You could remedy this by creating a right-padded String when centered_text is false (line 249 in Table), but in my opinion this is needlessly inefficient.

I later found more featureful crates like comfy-table and prettytable-rs, both of which (I assume) have support for Unicode. I switched over my motivating project from using this crate to comfy-table, which offered a lot more customizations than what I put in this crate. In its current state, this crate offers comparatively efficient table creation.

I think one other approach to fixing Unicode is to allow the underlying StringBuffer to resize, which would mean changing the implementation to use Vec methods instead of raw write. Because there are significantly more customizable alternatives, I'd like to keep this crate as fast as possible so that it can serve some sort of purpose. If you have any questions, feel free to ask me.

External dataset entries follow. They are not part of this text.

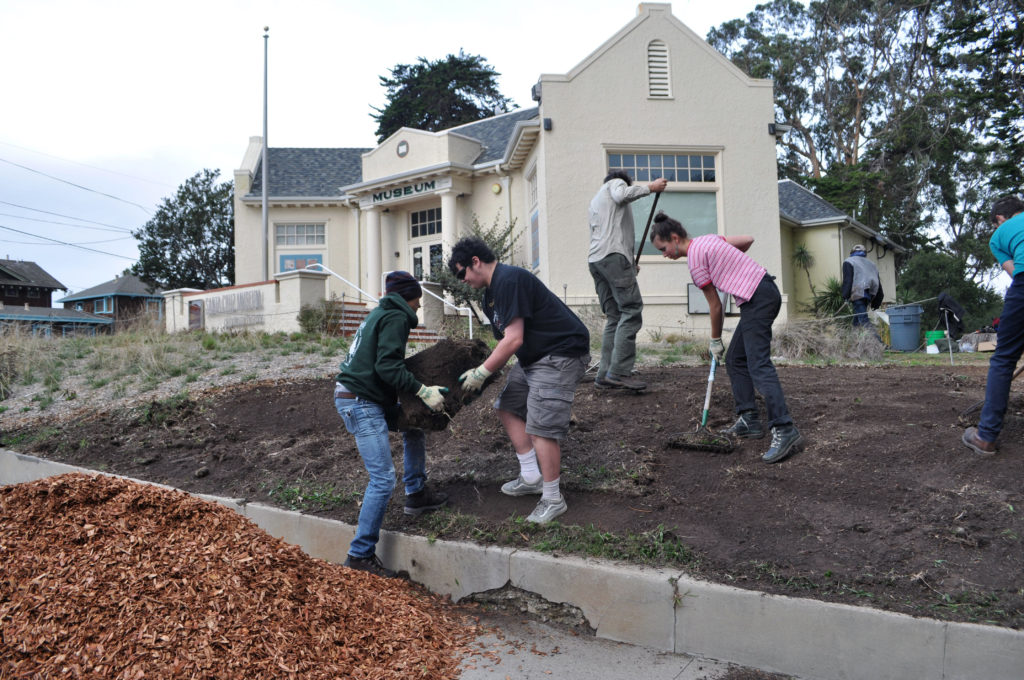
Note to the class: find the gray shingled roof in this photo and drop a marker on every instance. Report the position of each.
(124, 286)
(802, 206)
(308, 172)
(19, 272)
(495, 132)
(318, 172)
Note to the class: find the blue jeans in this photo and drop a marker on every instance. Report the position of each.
(615, 282)
(1009, 346)
(366, 421)
(749, 359)
(860, 312)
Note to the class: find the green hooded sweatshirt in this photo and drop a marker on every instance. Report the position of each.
(375, 368)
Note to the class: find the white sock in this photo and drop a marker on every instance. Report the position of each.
(528, 469)
(551, 492)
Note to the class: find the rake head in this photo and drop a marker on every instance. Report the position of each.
(704, 439)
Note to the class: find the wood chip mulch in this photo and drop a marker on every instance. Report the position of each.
(105, 578)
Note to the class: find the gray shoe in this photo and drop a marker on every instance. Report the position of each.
(548, 510)
(748, 426)
(520, 486)
(785, 439)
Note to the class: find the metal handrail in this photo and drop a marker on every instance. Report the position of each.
(469, 311)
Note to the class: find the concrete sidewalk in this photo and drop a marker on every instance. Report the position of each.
(530, 650)
(665, 610)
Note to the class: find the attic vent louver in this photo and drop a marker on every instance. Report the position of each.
(658, 81)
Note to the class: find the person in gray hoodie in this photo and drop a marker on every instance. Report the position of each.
(612, 244)
(861, 286)
(367, 398)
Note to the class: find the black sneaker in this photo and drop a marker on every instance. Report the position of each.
(372, 564)
(748, 426)
(624, 382)
(424, 501)
(785, 439)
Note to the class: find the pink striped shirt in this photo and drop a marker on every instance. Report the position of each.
(713, 260)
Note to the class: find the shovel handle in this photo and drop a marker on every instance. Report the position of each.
(643, 240)
(711, 381)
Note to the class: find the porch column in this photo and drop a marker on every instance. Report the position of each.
(450, 223)
(372, 283)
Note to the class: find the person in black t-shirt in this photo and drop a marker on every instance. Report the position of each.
(552, 346)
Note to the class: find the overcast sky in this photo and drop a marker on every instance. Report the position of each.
(109, 107)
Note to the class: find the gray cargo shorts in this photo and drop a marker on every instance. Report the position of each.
(542, 393)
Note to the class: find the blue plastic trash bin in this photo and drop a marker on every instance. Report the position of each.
(904, 327)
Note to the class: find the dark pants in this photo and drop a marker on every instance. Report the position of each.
(749, 358)
(860, 312)
(1009, 346)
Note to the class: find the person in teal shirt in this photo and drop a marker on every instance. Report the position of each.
(1007, 245)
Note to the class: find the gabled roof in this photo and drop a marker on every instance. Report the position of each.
(19, 272)
(51, 314)
(317, 173)
(123, 286)
(495, 132)
(297, 172)
(803, 208)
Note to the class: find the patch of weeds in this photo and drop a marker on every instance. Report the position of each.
(310, 498)
(658, 546)
(159, 413)
(95, 382)
(19, 439)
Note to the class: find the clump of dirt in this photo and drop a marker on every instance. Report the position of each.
(884, 507)
(104, 578)
(441, 365)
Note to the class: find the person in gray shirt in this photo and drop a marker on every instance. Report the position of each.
(612, 244)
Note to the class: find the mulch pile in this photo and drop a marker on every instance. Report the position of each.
(441, 365)
(105, 578)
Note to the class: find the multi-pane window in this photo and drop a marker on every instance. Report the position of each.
(674, 167)
(299, 235)
(425, 222)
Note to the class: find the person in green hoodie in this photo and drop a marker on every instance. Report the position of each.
(367, 398)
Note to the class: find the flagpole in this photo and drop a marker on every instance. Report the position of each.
(266, 170)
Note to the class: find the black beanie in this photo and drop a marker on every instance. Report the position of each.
(403, 284)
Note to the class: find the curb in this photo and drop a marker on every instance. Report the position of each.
(663, 609)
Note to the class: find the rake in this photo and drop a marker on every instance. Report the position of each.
(704, 438)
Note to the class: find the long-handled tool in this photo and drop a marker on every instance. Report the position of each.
(966, 417)
(702, 438)
(643, 240)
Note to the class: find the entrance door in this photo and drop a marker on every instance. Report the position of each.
(427, 260)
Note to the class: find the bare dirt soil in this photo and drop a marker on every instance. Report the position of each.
(885, 507)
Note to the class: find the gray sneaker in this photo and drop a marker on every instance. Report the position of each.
(548, 510)
(520, 486)
(785, 439)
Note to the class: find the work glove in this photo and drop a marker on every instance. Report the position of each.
(472, 380)
(433, 396)
(717, 349)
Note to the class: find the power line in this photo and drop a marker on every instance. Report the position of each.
(47, 212)
(86, 165)
(64, 243)
(50, 221)
(109, 196)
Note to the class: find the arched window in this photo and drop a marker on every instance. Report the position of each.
(658, 78)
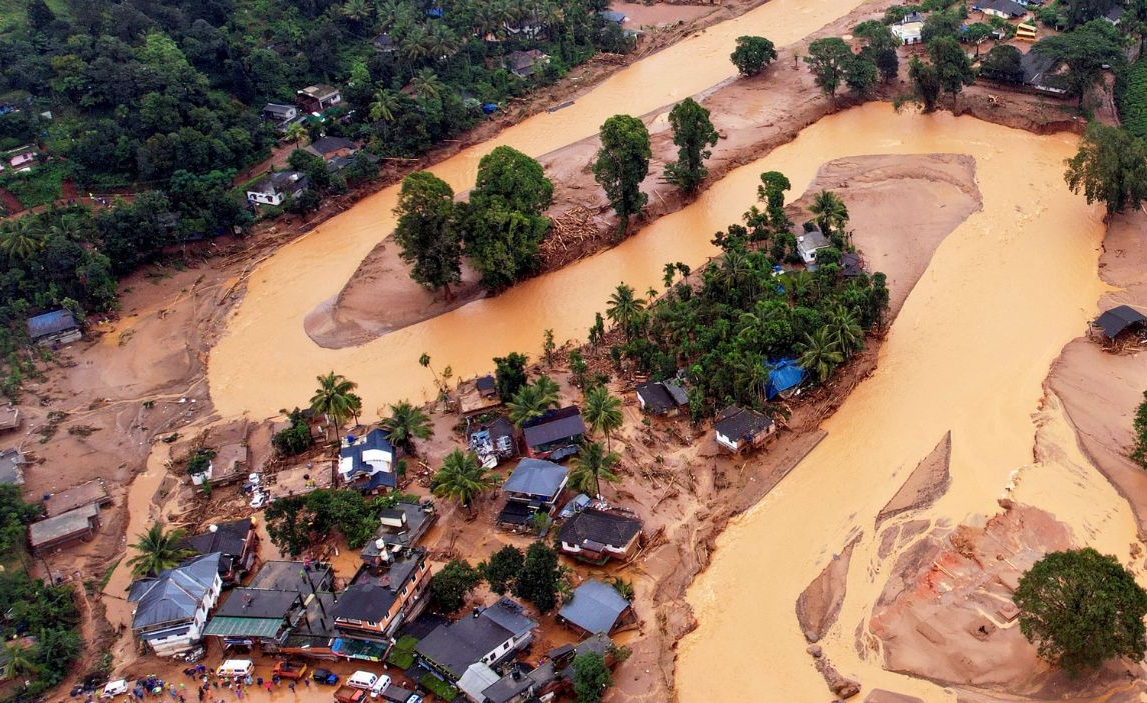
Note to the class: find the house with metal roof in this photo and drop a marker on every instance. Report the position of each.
(172, 608)
(381, 599)
(400, 528)
(367, 463)
(236, 541)
(554, 435)
(12, 467)
(738, 428)
(491, 635)
(55, 327)
(64, 529)
(597, 536)
(533, 486)
(595, 607)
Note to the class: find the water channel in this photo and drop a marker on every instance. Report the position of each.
(968, 352)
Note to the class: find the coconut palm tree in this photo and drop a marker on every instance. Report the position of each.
(461, 478)
(296, 133)
(21, 239)
(844, 330)
(592, 465)
(831, 212)
(335, 399)
(625, 309)
(157, 551)
(407, 423)
(532, 400)
(17, 661)
(602, 412)
(820, 354)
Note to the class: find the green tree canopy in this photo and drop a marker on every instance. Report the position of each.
(1003, 63)
(502, 568)
(828, 59)
(450, 586)
(157, 551)
(1084, 52)
(591, 677)
(335, 398)
(1109, 168)
(622, 164)
(693, 132)
(509, 374)
(461, 478)
(539, 577)
(406, 423)
(753, 54)
(1082, 608)
(502, 224)
(953, 68)
(427, 233)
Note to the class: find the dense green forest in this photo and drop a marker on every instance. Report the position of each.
(748, 312)
(162, 101)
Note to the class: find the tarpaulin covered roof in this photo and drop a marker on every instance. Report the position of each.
(785, 375)
(1118, 319)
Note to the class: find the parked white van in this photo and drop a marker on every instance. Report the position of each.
(363, 679)
(235, 668)
(380, 686)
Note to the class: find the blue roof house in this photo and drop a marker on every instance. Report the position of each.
(368, 461)
(785, 377)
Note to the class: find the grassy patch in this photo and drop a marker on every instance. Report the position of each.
(402, 654)
(438, 687)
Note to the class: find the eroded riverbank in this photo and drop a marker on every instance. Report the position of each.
(968, 354)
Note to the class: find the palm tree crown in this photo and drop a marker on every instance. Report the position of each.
(407, 423)
(602, 412)
(335, 399)
(592, 465)
(157, 551)
(625, 309)
(461, 478)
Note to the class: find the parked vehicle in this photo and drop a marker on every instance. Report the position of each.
(115, 688)
(363, 679)
(380, 686)
(350, 694)
(290, 670)
(325, 676)
(235, 668)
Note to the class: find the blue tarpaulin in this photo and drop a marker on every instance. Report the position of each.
(783, 375)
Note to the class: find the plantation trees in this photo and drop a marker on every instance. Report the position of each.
(1110, 168)
(426, 232)
(502, 224)
(622, 164)
(753, 54)
(692, 133)
(1081, 608)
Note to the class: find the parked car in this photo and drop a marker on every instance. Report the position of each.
(325, 676)
(290, 670)
(115, 688)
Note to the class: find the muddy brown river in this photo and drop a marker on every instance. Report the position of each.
(967, 353)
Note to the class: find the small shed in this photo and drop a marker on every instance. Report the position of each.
(1120, 320)
(55, 327)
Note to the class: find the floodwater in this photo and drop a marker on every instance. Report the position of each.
(967, 353)
(265, 361)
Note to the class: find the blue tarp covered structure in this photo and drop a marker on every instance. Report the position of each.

euank commented 2 years ago

Thanks for the detailed response, @srithon! Indeed, you're right that I misunderstood how padding was happening and got that wrong.

I also appreciate suggestion of alternative creates; I'll probably switch over to one of those.

That solves my immediate problem, but I guess it's worth figuring out if there's something else to do. I ended up here because this crate showed up more easily in whatever searches I did than comfy-table or prettytable.

I'll suggest that we have the following options:

  1. Add a readme and a note to the readme which clarifies something like "this crate is fast and only supports ascii, you may be interested in these other projects too"
  2. Fix this crate's unicode support properly (which I'm not convinced I'll find time to do, but maybe?)
  3. Do nothing

There might be other reasonable options, but I feel like those are the logical next steps from here. Do you have a strong preference for any of those options?

srithon commented 2 years ago

Thanks for the points, @euank! I think the way to go is 1, and then if we ever get time to do so, address 2. It would be nice to have some benchmarks on how fast the crate actually is, but in the process of writing the benchmarks I saw that the required input of a Vec<Vec<T>> rather than just an Iterator<Item=Iterator<Item=T>> was a pain to work with. I definitely thought of this while writing the code originally, but for some reason didn't go through with it. 1 can certainly be done without the benchmarks, but they would definitely be nice to have.

When I get some time, I'll work on adding a README to the project root. Thanks for the feedback!